Publié le 26 juil. 2022 à 19:45Mis à jour le 27 juil. 2022 à 15:11

La fusion TF1-M6 a du plomb dans l’aile. A la toute fin de la conférence de présentation des résultats trimestriels de M6, Nicolas de Tavernost, le président du directoire de M6, a lâché une bombe : le rapport d’instruction des services de l’Autorité de la concurrence, qui examine ce mariage, soulève des « problèmes de concurrence significatifs », notamment en ce qui concerne la publicité. Ce premier rapport « n’est pas favorable », a-t-il résumé.

Précisément, la nature et l’étendue des remèdes préconisés pourraient enlever toute « pertinence » au projet des parties, qui dans ce cas, l’« abandonneraient ».

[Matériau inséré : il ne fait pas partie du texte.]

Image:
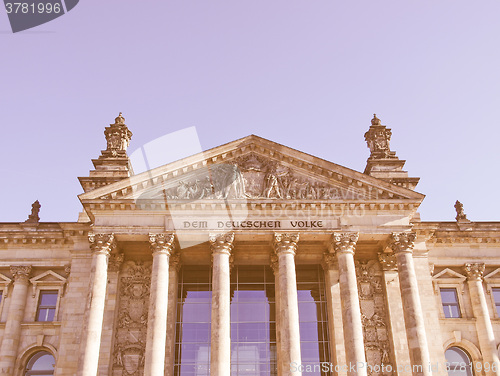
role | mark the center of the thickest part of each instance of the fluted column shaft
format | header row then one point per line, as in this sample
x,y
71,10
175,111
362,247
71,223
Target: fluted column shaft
x,y
15,316
162,246
220,353
101,245
485,332
402,245
173,279
285,246
343,244
275,267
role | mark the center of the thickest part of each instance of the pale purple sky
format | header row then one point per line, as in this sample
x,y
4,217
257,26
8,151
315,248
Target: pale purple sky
x,y
306,74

Toutefois, le patron de M6 a tenu à rassurer, indiquant que les deux groupes allaient répondre à l’Autorité de la concurrence dans les trois semaines à venir et que les parties prenantes ne renonçaient pas à la création d’un géant français de la télévision pour autant. Il a ajouté que le rapport remis par les services de l’instruction de l’ADLC « ne préjugeait pas de la décision finale. Il revient au collège de décider ». Des auditions devant le collège sont programmées les 5 et 6 septembre.

Un peu plus tard dans la soirée, les différentes parties prenantes ont publié des communiqués avec les mêmes éléments. Selon nos informations, celles-ci ont été obligées de communiquer sur ce rapport de l’antitrust poussées par l’Autorité des marchés financiers, alors que les conclusions risquaient d’être considérées comme une information sensible.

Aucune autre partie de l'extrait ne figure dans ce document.